There’s just enough habitation in New Brunswick to make it a place where comfort is easily obtainable, and just little enough to feel like you’re never far from being alone in the wilderness. It’s the endless countryside that many visitors connect with.

The Appalachian Hills in the north offer something close to rolling farmland, and hide the charming, performative Arcadian Museum. Elsewhere, the province has over 80% tree cover, and there are spaces where it feels like the pine forests are all that can be seen right to the horizon, almost like the modern world simply never happened.

The vast, fresh-feeling space of the province is awe-inspiring and, in summer, somehow both rugged and kindly soft-edged and welcoming, like its people. Roads are easy to navigate, with bright yellow “moose crossing” signs and vast houses set back into the woodland.
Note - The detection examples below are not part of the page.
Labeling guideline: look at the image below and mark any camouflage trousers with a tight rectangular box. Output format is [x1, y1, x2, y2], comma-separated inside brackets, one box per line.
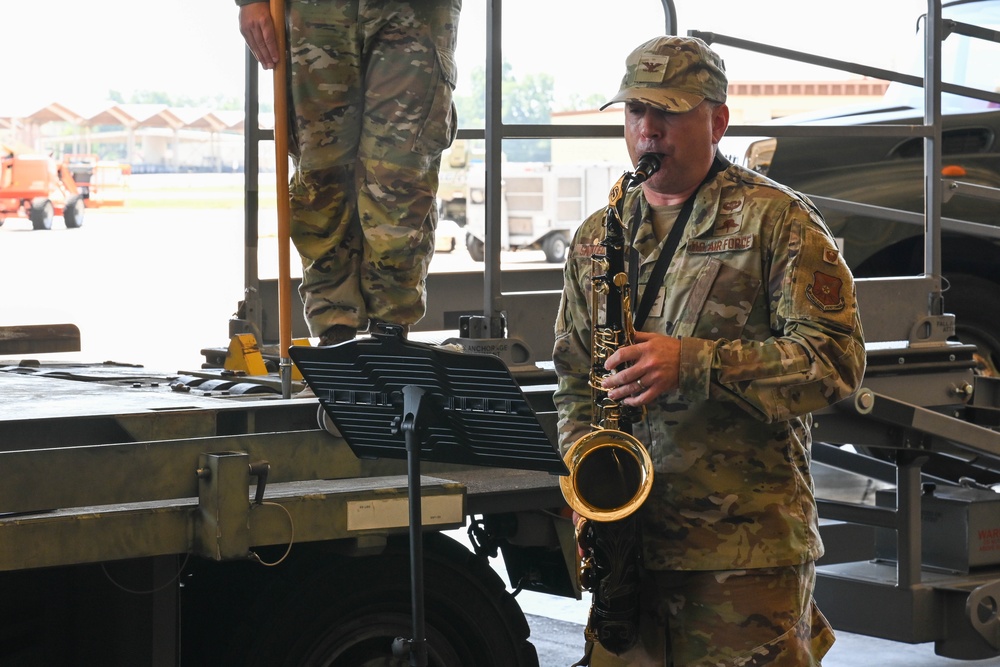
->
[287, 0, 461, 336]
[591, 563, 834, 667]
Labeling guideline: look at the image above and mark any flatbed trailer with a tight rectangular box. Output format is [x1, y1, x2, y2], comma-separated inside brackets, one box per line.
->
[0, 0, 1000, 667]
[0, 348, 572, 665]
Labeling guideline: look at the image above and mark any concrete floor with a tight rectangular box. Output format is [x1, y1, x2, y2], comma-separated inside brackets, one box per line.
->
[493, 463, 1000, 667]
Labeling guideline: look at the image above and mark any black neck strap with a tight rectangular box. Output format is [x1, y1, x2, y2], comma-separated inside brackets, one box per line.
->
[628, 155, 729, 331]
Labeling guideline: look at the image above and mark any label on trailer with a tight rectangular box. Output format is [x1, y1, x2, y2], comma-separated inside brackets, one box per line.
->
[347, 493, 465, 530]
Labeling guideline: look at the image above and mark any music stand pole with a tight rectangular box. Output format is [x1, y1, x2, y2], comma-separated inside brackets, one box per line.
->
[392, 385, 427, 667]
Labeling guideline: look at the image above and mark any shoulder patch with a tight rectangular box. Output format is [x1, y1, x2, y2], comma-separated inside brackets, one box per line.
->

A car means freedom here. On the right day, for all the wilderness, it can feel like you’re never more than a few miles from a Tim Horton’s and their ubiquitous Timbits.
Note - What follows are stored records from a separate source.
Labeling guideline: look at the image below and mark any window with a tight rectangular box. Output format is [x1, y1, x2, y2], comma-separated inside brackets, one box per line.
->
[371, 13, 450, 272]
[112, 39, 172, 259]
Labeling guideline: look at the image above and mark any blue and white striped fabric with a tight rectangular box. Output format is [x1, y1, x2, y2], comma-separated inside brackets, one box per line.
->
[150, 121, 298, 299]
Back in Saint John, the old industrial town is undergoing a rejuvenation, with a container market pushed up against the seafront, the old industrial buildings brought back to life beneath the fading paint of the advertising, with art and high-end food outlets now occupying the steep streets of downtown.

By the port, sacred First Nations spaces are being both reclaimed and explained, with walking tours that almost sweep the city away in their evocation of the past. Affordable business hotels and trendy coffee shops serving ‘London fog’ — a type of steamed sweet tea — sit in buildings largely unaltered for a century.

So as I float, senses inhibited on the sloshing seas of Saint John, just a few hours before flying home, I feel strangely present, and a real sense of belonging, on another continent. I’m busy and fulfilled, but rested, and truly connected to this proud province’s gently Irish — and French, and First Nation, and Canadian — sense of place.

I think of the ancestral connections of the place; the people who came here to live, and sadly, also, to die. And the people who still uphold their ancestors’ traditions in a way that gives such a distinctly wholesome, welcoming and positive sense of place.

Canada is vast, and New Brunswick a relatively small corner that doesn’t top many tourists' Canuck bucket lists.

What it lacks in a single world-class tourism offering, though, it more than makes up for in authenticity and natural beauty.